“Our study results are yet another piece of evidence that improving household incomes reduces food insecurity,” said Valerie Tarasuk, a scientist in the Joannah & Brian Lawson Centre for Child Nutrition at the University of Toronto and senior author of the study. “If you give poor families more money, they spend it on basic necessities like food — and the more desperate they are, the more likely they are to do this.”
But if that’s the case, it begs the question, why over the past year have visits to Toronto food banks risen by four per cent to more than one million visits? Those numbers were released by the Daily Bread Food Bank, North York Harvest Food Bank, the Mississauga Food Bank and the frontline agencies they work with in early November, the same time as the U of T research was published. The annual study documents the story of the thousands of people who rely on food banks.
“Food is enshrined in the International Declaration of Human Rights,” reads the report. “Yet despite having signed on to this international agreement, over four million Canadians are food insecure…. These staggering numbers tell us that the right to food is not being realized in our communities.”
Jack Panozzo, manager of social justice and advocacy with Catholic Charities of the Archdiocese of Toronto, agrees the Canada Child Benefit — the tax-free monthly payment to eligible families to help offset costs in raising children under age 18 — has helped raise some people out of poverty. But in the Toronto area, too many other factors lead to food insecurity, key among these the lack of affordable housing in a city that saw its housing market skyrocket over the past decade. That market, after briefly flattening, seems ready to take off again according to recent housing sales figures.
Right now, the average rent for a one-bedroom apartment in the City of Toronto is just under $2,300. That’s before utilities are taken into account.
“Housing is a key factor in this whole business,” said Panozzo.
Most food bank clients are private-market renters who have seen their incomes flatline, yet the percentage of income spent on housing has increased from 68 per cent last year to 74 per cent, according to this year’s study. That leaves little on the table for necessities like food and clothing.
“Rents are continuing to outpace income in Toronto and Mississauga, leaving our respondents only $7.83 per person per day to afford life’s other necessities,” the report said.
Panozzo sees some positive steps from the federal government in addressing the issue, namely its National Housing Strategy. This 10-year, $55 billion-plus plan introduced earlier this year aims to remove 530,000 families from housing need and cut homelessness by half by creating new housing supply, renovating existing affordable housing stock and other tools.

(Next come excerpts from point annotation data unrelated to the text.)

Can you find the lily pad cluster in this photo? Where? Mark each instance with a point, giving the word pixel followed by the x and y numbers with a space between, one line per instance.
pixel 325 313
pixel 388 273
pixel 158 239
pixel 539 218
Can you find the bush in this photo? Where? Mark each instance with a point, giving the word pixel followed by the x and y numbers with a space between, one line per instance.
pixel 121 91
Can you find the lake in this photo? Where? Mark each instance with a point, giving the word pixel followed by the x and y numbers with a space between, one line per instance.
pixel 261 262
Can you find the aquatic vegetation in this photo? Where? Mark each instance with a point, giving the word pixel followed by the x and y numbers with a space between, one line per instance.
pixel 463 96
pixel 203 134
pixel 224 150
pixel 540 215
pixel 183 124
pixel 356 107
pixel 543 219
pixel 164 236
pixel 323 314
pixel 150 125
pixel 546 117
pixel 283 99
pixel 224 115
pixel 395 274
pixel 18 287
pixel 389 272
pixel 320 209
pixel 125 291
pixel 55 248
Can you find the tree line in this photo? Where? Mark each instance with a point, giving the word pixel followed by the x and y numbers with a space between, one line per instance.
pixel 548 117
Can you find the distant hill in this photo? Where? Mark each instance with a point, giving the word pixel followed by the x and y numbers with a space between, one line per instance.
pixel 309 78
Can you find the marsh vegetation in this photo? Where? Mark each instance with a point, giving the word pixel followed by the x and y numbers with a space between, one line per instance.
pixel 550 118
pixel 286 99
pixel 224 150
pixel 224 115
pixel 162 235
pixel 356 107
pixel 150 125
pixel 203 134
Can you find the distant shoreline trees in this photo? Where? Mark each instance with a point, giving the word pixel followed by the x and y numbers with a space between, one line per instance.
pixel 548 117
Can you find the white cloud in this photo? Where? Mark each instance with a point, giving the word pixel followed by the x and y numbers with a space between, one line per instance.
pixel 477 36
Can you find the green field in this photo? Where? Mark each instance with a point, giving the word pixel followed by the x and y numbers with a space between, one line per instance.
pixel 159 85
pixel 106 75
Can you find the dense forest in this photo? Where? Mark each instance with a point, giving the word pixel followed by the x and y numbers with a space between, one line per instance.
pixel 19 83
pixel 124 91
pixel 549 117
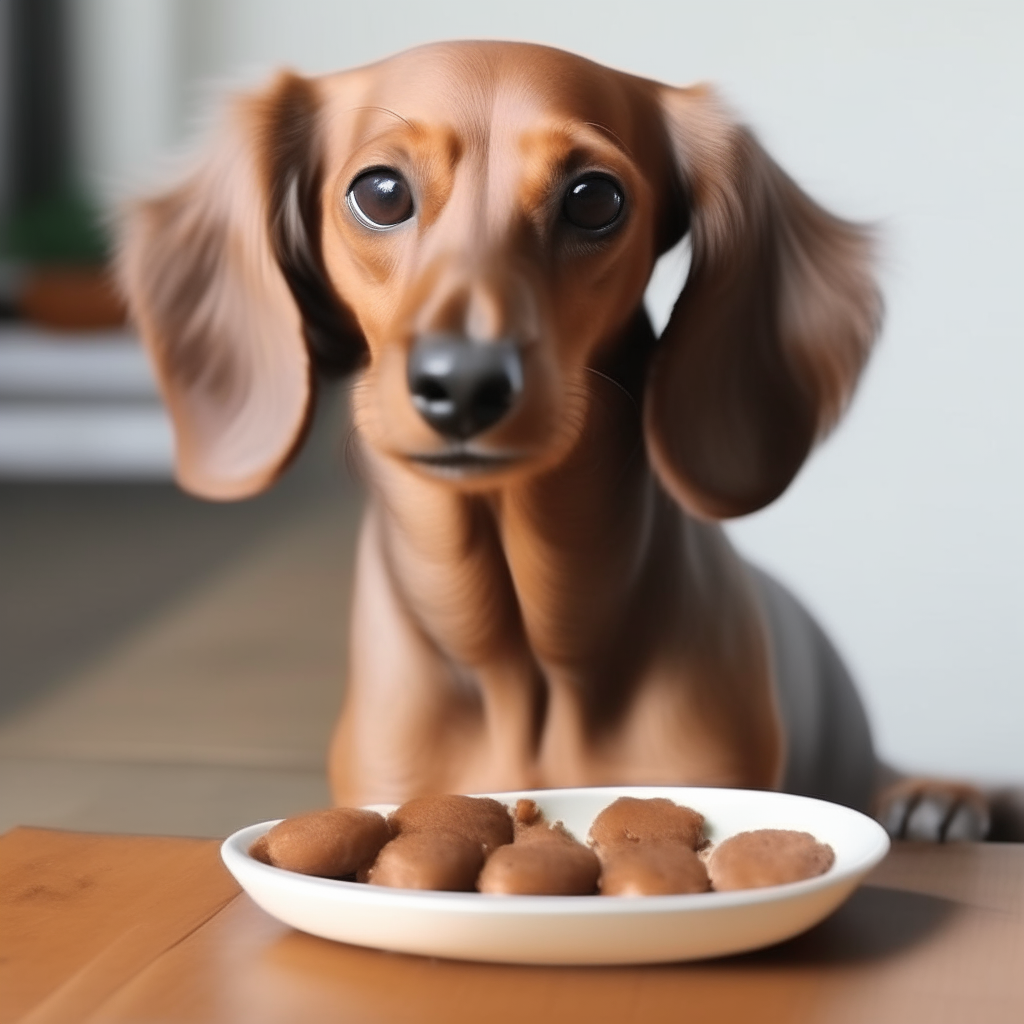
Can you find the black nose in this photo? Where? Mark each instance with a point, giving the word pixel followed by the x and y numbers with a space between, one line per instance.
pixel 462 387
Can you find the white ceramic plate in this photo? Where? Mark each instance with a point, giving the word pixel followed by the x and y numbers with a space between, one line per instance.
pixel 583 929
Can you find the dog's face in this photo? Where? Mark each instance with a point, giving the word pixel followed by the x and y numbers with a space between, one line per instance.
pixel 472 226
pixel 491 216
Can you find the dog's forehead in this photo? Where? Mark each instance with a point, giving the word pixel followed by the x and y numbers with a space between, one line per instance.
pixel 477 88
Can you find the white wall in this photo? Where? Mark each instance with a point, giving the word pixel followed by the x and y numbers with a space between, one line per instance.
pixel 126 84
pixel 904 532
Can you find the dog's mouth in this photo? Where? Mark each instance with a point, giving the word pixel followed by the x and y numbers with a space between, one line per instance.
pixel 464 463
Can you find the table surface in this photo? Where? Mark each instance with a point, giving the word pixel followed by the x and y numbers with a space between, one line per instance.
pixel 139 929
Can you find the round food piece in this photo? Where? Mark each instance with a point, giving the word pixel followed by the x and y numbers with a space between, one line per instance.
pixel 767 857
pixel 651 869
pixel 529 825
pixel 632 820
pixel 331 844
pixel 258 850
pixel 544 868
pixel 479 818
pixel 428 860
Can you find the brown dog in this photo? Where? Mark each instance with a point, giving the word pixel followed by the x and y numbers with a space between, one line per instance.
pixel 543 596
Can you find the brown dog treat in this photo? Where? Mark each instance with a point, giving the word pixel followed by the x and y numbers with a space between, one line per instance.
pixel 479 818
pixel 657 819
pixel 331 844
pixel 562 867
pixel 767 857
pixel 651 869
pixel 258 850
pixel 529 825
pixel 428 860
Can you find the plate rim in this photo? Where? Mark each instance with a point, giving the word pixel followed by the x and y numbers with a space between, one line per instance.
pixel 235 852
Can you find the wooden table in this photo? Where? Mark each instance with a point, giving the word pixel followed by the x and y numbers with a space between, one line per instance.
pixel 126 929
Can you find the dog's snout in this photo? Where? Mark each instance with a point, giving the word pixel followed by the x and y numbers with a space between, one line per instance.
pixel 462 387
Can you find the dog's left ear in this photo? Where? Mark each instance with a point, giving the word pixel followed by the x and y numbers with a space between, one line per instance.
pixel 225 280
pixel 771 331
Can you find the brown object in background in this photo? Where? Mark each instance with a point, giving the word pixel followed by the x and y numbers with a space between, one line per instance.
pixel 478 818
pixel 72 298
pixel 436 860
pixel 632 820
pixel 330 844
pixel 767 857
pixel 651 869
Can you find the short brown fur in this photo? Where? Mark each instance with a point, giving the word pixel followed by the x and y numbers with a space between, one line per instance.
pixel 576 616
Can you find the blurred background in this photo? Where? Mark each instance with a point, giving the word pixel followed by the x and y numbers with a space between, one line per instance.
pixel 171 666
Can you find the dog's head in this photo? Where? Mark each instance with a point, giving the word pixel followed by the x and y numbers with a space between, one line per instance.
pixel 472 227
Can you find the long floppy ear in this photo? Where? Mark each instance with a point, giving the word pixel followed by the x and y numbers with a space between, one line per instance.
pixel 771 331
pixel 225 280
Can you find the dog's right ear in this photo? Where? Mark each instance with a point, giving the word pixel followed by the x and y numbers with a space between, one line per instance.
pixel 225 280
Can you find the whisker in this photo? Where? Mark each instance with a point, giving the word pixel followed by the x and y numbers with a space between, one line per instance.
pixel 611 380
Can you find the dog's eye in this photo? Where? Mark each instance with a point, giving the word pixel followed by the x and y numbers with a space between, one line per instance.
pixel 593 203
pixel 380 198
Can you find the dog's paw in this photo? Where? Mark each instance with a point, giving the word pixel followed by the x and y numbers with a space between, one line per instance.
pixel 930 811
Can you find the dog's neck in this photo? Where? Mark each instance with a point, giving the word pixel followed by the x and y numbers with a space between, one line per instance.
pixel 552 596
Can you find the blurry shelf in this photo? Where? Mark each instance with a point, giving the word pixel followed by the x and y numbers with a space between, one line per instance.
pixel 79 407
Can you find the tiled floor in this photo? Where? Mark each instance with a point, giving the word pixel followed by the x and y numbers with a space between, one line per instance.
pixel 212 706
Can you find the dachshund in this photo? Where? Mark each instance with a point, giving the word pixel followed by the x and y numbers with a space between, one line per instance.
pixel 544 595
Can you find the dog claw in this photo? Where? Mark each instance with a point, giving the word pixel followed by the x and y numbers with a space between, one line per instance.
pixel 969 823
pixel 934 812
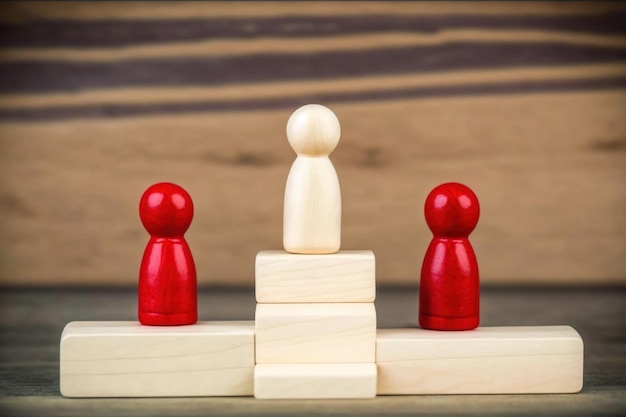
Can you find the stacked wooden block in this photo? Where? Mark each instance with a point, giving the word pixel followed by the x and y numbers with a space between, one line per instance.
pixel 315 325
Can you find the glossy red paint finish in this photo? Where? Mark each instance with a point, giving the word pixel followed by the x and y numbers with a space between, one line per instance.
pixel 167 276
pixel 449 285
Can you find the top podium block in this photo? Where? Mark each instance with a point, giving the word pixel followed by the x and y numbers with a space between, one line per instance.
pixel 342 277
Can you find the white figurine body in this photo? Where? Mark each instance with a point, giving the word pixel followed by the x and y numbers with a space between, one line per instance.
pixel 312 211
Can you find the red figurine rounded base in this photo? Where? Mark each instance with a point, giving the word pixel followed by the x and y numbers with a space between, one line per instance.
pixel 449 284
pixel 167 276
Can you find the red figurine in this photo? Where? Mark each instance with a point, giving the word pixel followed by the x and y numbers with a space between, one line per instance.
pixel 449 287
pixel 167 277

“When you create the ability for people to have housing you find that it changes their whole life,” he said. “When they have a safe, stable place to be, then (families are) able to build a life together.”
Housing alone won’t keep people from relying on food banks. The food bank report said strengthened social assistance, affordable child care, expanded tax benefits, equity policies and a commitment to ensuring affordable, nutritious and culturally appropriate food are needed to alleviate poverty.
“Food security, affordable housing and the ability to care for our children are three fundamental points upon which every government and every organization should be looking,” said Panozzo. Catholic Charities and its agencies are trying to respond to that, but “we really need government funding input there. … This is important and we have to do it. It’s not an option, it’s a necessity.”
Panozzo believes the current federal minority government may allow this to occur as the Liberals will need NDP support to stay in power.
“If they can come together, and if politics doesn’t get in the way, then the country will be helped and we will move forward.”